Il giurista italiano Sabino Cassese8 ha rilevato lo sviluppo di una global polity, ovvero di un ordinamento giuridico non sistematico che nasce dall’esigenza di regolare alcune tematiche globali come la finanza, l’ambiente, il commercio internazionale che non possono essere affrontate singolarmente dai governi.
Si è avviato in questo modo un doppio meccanismo: i governi partecipano alle decisioni di questi corpi sovranazionali, in molti casi dotati di una governance mista tra pubblico e privato, e allo stesso tempo le regole prodotte affliggono gli Stati stessi.
Gli esecutivi dei governi del ventunesimo secolo diventano così, allo stesso tempo, promotori e oggetto delle regole internazionali. Una rete di poteri, pubblici e privati, elettivi e non, informa lo spazio giuridico-politico globale in cui si muovono gli Stati a livello governativo e quasi mai parlamentare. Una ragnatela che disarticola il concetto di sovranità politica, come più avanti vedremo, e che pone quesiti futuri riguardanti l’accountability e la responsabilità di questi organi non elettivi ma capaci quanto meno di influenzare la legislazione degli Stati nazionali. Ciò fa della globalizzazione e dello sviluppo tecnologico due elementi di per sé portatori di trans-nazionalità nel diritto e nelle decisioni politiche così come di depoliticizzazione delle democrazie.
In alcuni casi, i tecnocrati si sono fatti politici assumendo la guida dei governi italiani come nel caso di Carlo Azeglio Ciampi a metà anni novanta e Mario Monti nel 2011. Profili accademici ed internazionali di alto livello così come una serie di ruoli di prestigio e alta burocrazia ricoperti a livello domestico ed europeo hanno favorito la loro ascesa alla testa del governo. Dunque, in momenti di crisi economica e politica la democrazia italiana si è affidata a figure non politiche per condurre l’esecutivo con i partiti che hanno compiuto un passo indietro sostenendo i governi tecnici in Parlamento. Un esempio di come la politica partitica, in momenti di crisi, può scegliere di auto-depoliticizzarsi, scaricando sulla tecnocrazia la responsabilità delle scelte politiche.
In questo scenario le istituzioni appaiono allontanarsi dai livelli decisionali a cui i cittadini si erano abituati, non ci sono più decisioni locali o nazionali ma locali, nazionali, sovranazionali, internazionali a cui si aggiungono corti nazionali, sovranazionali, internazionali, tribunali arbitrari.
L’allontanamento istituzionale sfocia in un problema di accountability: dove si decide, su cosa e chi lo decide sono spesso domande a cui i cittadini non riescono a dare risposta.
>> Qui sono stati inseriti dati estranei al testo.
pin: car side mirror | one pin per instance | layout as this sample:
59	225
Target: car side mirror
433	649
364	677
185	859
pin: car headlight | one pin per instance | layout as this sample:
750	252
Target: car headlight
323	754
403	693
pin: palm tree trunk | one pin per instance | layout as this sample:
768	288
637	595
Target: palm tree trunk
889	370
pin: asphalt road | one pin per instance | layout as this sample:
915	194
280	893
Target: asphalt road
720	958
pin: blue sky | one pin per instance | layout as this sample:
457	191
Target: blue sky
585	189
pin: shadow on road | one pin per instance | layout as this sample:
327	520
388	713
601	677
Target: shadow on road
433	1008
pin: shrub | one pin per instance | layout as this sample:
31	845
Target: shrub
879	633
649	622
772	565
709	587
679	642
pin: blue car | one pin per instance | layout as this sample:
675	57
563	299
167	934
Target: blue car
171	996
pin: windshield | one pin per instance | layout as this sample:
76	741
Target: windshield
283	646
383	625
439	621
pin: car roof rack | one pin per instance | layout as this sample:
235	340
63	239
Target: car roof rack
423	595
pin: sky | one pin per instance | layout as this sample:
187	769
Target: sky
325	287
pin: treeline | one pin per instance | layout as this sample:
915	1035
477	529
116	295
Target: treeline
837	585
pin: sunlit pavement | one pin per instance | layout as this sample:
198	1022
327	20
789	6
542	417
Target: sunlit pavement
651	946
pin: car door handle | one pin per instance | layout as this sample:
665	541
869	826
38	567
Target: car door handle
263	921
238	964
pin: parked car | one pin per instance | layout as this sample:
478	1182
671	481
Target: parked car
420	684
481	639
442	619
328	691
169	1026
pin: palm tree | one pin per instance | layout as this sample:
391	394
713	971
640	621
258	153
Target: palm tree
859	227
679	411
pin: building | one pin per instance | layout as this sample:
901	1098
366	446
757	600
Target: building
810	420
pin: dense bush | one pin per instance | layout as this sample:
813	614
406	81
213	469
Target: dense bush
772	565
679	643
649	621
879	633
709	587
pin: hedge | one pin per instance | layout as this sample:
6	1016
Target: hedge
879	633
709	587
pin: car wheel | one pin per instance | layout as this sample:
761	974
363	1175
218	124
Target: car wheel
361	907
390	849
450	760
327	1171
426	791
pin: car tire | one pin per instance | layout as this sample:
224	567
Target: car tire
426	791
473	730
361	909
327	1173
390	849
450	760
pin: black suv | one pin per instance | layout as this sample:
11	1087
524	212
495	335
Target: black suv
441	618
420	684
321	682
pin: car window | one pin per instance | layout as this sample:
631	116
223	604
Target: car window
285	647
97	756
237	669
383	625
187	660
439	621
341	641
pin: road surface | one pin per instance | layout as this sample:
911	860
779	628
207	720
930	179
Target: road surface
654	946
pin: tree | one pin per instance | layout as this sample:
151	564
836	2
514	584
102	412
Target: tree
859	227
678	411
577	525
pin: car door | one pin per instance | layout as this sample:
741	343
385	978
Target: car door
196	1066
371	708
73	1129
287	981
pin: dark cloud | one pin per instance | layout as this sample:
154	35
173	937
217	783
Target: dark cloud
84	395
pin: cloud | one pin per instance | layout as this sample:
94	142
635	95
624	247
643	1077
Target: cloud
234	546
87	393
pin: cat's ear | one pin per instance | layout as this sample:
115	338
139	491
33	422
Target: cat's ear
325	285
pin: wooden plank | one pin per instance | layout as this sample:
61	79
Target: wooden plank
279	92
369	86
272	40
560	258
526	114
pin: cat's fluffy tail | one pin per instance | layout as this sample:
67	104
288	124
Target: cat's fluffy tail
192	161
Accettare scelte che riguardano la vita quotidiana prese da centri di poteri lontani e senza volto contribuisce a creare quelle tendenze che abbiamo già riscontrato nei paragrafi precedenti.
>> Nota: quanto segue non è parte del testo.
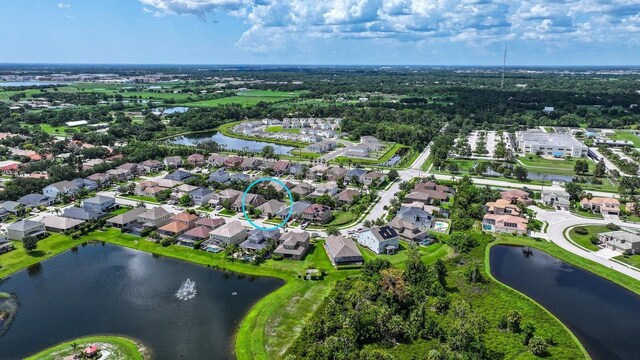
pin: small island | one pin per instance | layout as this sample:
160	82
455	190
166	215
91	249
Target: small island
104	347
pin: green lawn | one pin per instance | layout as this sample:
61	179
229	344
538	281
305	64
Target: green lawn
536	163
279	128
429	254
626	135
633	260
149	199
119	348
585	240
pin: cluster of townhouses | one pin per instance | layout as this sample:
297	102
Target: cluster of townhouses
311	130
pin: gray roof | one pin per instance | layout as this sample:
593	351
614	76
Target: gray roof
340	247
33	199
80	213
24	225
99	199
127	217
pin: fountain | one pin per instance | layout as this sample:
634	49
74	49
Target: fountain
187	290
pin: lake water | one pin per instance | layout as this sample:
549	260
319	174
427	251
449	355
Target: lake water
229	142
602	315
107	289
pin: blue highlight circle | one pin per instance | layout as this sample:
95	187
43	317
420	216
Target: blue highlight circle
244	212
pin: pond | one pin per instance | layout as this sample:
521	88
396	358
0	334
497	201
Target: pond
106	289
602	314
229	142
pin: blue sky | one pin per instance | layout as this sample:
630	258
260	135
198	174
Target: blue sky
460	32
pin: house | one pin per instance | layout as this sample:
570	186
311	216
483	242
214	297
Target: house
5	245
416	216
81	213
348	196
201	196
151	166
211	223
199	233
407	230
625	242
373	178
231	233
336	173
556	198
23	228
185	218
502	207
172	162
99	204
249	200
196	160
173	228
329	188
504	224
317	214
13	207
379	239
86	184
293	245
281	167
126	220
318	172
135	169
302	189
219	176
342	250
430	185
61	187
296	210
233	161
216	160
227	195
605	206
517	196
250	163
59	224
155	217
271	207
259	239
35	200
120	174
356	174
178	175
101	179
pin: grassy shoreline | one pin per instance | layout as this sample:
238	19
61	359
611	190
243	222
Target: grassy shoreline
124	346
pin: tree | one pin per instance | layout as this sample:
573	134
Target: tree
521	173
600	169
29	243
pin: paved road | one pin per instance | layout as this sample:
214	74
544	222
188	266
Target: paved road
559	221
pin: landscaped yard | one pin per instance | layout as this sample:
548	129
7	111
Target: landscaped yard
633	260
584	240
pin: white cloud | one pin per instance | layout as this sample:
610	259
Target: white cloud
276	23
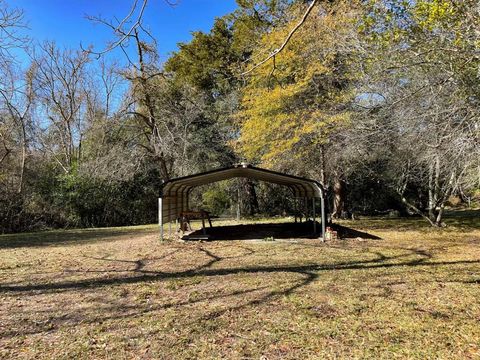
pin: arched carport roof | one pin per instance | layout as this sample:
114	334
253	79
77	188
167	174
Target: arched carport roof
302	187
175	192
Queste sono istituzioni sovranazionali che nascono dalla logica della disciplina, una logica senza confini, improntata all’efficienza economica e uniformante per tutti i Paesi occidentali che ha supportato la costruzione del mercato globale. Una logica che oggi si scontra con la logica della democrazia, il ritorno del “politico disordinante” all’interno degli Stati nazionali che sta ridefinendo i confini della scena politica e parlamentare. Il tecno-populismo appare come il punto di contatto tra la piramide che si sviluppa dal basso verso l’alto del populismo e quella che si muove dall’alto verso il basso della tecnocrazia.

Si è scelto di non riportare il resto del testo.